Ela tinha 30 anos quando foi agredida pelo então marido pela primeira vez. Permaneceu calada, por vergonha e por não saber para onde ir, até descobrir, oito anos depois, que o próprio cônjuge havia sido o autor do tiro que recebeu na cabeça enquanto dormia e que a deixou paraplégica. Desde então, a farmacêutica cearense Maria da Penha se engajou em uma luta que resultou na lei que leva seu nome e que protege mulheres da violência doméstica.
Por Gabriela Voskelis Do Uol
Maria da Penha não chegou a sofrer abusos sexuais por parte do marido, mas, assim como muitas mulheres pelo país, se sentiu “impotente” ao ler sobre o estupro coletivo sofrido por uma adolescente de 16 anos no Rio de Janeiro, cujo vídeo foi divulgado em redes sociais na última semana. Em entrevista ao UOL, ela lembra a “vergonha de dizer” que foi agredida, a falta de informação e apoio do Estado e diz que o combate à violência contra a mulher começa na infância: “Educar para respeitar a mulher”.
Leia abaixo alguns trechos da entrevista:
UOL – Qual foi seu primeiro sentimento ao tomar conhecimento do estupro coletivo que aconteceu no Rio?
Maria da Penha – A gente se sente impotente, porque sabe que, atrás de um caso desses que ganha muita visibilidade, existem muitos outros, de que não se tem conhecimento por uma série de questões. Porque aqui [na região Nordeste] a vítima não sabe como denunciar, não tem acesso a informação…
Você acredita que o fato de muitas vezes a vítima acabar sendo responsabilizada pelas agressões sofridas, o que faz parte da chamada cultura do estupro, influencia na ausência de denúncias?
Eu acredito que nos municípios onde as coisas não são tão claras não há políticas públicas, não há nem uma conversa com a população sobre isso, tudo é escondido… Algumas [vítimas] acham que é normal [ser estuprada], outras têm vergonha de denunciar, não sabem como fazer.
Têm vergonha de quê?
Pelo que eu sei, até hoje, como um dia foi comigo, muitas mulheres que não são esclarecidas têm vergonha de dizer que foram agredidas, porque entendem que a sociedade as culpa por serem vítimas. [A sociedade] Coloca como ela sendo a responsável por aquela agressão. Eu não era responsável. Mesmo que eu tivesse feito alguma coisa que a sociedade condena, ainda assim ele não era um juiz, nem tinha o direito de me matar.
Algumas acham que é normal, outras têm vergonha de denunciar, não sabem como fazer…
Você foi vítima de agressões pelo seu ex-marido por muitos anos. Quando você decidiu procurar ajuda pela primeira vez, foi procurar onde?

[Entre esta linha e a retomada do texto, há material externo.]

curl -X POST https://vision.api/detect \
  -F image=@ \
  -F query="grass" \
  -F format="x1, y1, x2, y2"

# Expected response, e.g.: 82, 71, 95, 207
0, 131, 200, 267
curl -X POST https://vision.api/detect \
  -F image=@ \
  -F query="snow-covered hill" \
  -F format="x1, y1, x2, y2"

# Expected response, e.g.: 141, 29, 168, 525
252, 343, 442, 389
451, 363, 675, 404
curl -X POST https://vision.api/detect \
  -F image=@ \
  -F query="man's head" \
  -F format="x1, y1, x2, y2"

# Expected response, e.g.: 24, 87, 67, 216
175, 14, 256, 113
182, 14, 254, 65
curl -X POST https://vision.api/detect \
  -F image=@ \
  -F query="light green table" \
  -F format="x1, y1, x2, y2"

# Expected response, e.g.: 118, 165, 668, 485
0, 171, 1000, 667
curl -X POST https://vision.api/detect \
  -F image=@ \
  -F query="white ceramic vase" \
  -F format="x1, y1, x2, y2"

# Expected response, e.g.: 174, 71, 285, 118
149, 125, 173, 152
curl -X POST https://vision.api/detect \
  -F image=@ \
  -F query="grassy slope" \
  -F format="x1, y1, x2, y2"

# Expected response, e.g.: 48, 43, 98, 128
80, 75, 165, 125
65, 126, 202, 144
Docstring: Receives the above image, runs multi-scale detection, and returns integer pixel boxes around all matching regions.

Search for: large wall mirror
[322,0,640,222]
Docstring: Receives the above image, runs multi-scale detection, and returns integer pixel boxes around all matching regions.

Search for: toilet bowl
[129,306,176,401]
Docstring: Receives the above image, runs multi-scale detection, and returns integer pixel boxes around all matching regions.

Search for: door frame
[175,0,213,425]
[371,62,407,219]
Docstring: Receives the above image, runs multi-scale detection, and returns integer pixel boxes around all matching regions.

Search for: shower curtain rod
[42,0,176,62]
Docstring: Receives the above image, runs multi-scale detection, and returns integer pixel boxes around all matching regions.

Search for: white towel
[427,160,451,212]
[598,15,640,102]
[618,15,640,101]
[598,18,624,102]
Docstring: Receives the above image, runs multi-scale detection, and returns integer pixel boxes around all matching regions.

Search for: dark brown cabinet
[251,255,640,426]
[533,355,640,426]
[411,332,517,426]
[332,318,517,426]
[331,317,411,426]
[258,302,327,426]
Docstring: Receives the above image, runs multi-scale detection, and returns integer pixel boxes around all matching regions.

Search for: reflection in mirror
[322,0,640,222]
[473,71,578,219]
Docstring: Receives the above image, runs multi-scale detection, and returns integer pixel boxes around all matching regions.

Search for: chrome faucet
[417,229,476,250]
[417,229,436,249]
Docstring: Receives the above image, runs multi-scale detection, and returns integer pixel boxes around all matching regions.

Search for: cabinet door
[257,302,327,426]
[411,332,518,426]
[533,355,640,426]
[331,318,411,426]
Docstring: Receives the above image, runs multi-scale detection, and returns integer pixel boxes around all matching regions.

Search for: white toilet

Eu não fui em canto nenhum, porque não existia nada. Eu não consegui me livrar. Desde o momento em que foi descoberto que meu agressor tinha simulado um assalto e que ele era o autor do tiro, eu fiquei trabalhando por 19 anos e seis meses para que fosse feita justiça. Durante esse período, ele foi julgado por duas vezes e continuou solto. Minha sorte foi que escrevi um livro sobre o que eu tinha passado [“Sobrevivi… posso contar”], e esse livro chegou na OEA (Organização dos Estados Americanos). E o Brasil foi então condenado internacionalmente pela negligência com que estava tratando o assunto.
Você chegou a sofrer algum tipo de abuso sexual nesses anos?
Não, abuso nunca. Ele simplesmente decidiu que queria me matar.
Mesmo com todo o movimento feminista hoje no país, ainda vemos muitos casos de violência contra a mulher. Você consegue ver avanços no Brasil desde quando começou sua luta, passando pela aprovação da Lei Maria da Penha, até os dias de hoje?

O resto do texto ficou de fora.